Over in Frankfurt, an estimated 40,000 England fans let out a roar.
Some were in the match stadium, but nigh on 10,000 watched the game on giant screens erected on stilts in the middle of the River Main.
After just four minutes, a Beckham free-kick was deflected into the net for what seemed then like the first of quite a few goals.
The thousands of England fans crammed along Frankfurt's river banks let out a triumphant cheer and began jumping up and down.
Back home, there would be some who would have been aware of this excitement only by accident.
Some were taking advantage of the clearish roads to celebrate World Naked Bike Ride Day in Manchester, York and other places.
And in Canterbury, where the city's second annual gay pride event found a goodly number who preferred country and western to the BBC's resident footie enthusiast, John Motson.
The temperature was touching 30C (86F), which made London even hotter than Madrid, where Beckham normally performs.
But he and his colleagues were not performing, not really.
They were winning, but by such a slender margin that every Paraguayan attack (and there were increasing amounts of them) induced handkerchieves-in-mouths moments for England fans.
Some England supporters' stress levels were being clinically measured.

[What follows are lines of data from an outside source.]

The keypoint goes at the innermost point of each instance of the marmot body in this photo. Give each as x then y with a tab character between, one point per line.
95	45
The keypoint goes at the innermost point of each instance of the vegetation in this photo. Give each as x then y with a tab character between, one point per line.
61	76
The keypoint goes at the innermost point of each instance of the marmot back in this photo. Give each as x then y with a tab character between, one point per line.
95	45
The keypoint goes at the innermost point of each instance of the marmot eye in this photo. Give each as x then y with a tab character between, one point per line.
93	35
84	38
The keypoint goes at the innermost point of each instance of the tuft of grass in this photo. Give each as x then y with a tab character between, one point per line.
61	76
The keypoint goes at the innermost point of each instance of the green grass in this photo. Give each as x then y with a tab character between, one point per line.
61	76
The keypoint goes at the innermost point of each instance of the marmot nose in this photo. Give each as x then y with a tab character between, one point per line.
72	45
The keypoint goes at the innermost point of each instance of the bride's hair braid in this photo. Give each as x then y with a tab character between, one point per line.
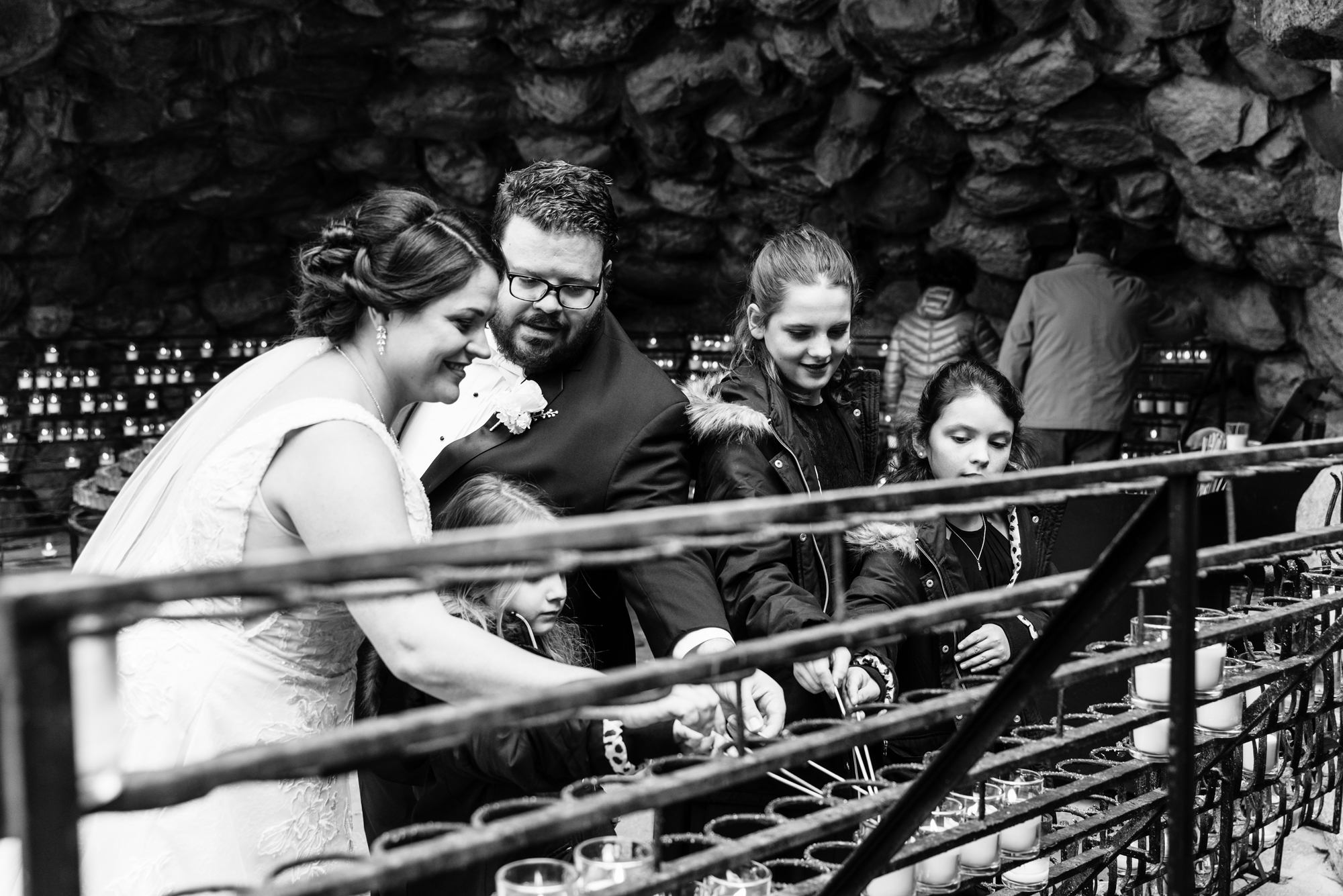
381	256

The Loughborough University Sports Science and Medical School had attached probes to some of the replica-shirt-wearing classes and were logging their heart rates.
No seizures were reported, and none are expected, at least at the group stage.
Back in Frankfurt, among the riverside fans was Mark Toner.
As Michael Owen was substituted, he said: "England fans only usually get violent when they start losing and that's hardly going to happen today, is it?"That may have been true of Germany, but at Canary Wharf, usually the haunt of braces-wearing forex dealers, a sunny afternoon in front of a giant screen was about to turn ugly.
Around 200 of the 6,000 people there were caught up in a mass brawl.
The screen was turned off, but no arrests were made.
Trouble, too, at a screen in Liverpool.
Where are the Frankfurt police when you need them?The end of the agony was now only seconds away.
A final Paraguay attack, a fumbled clearance - the pressure lasted until the moment when England fans heard that sweetest sound: the referee's whistle at the end of a nervy win.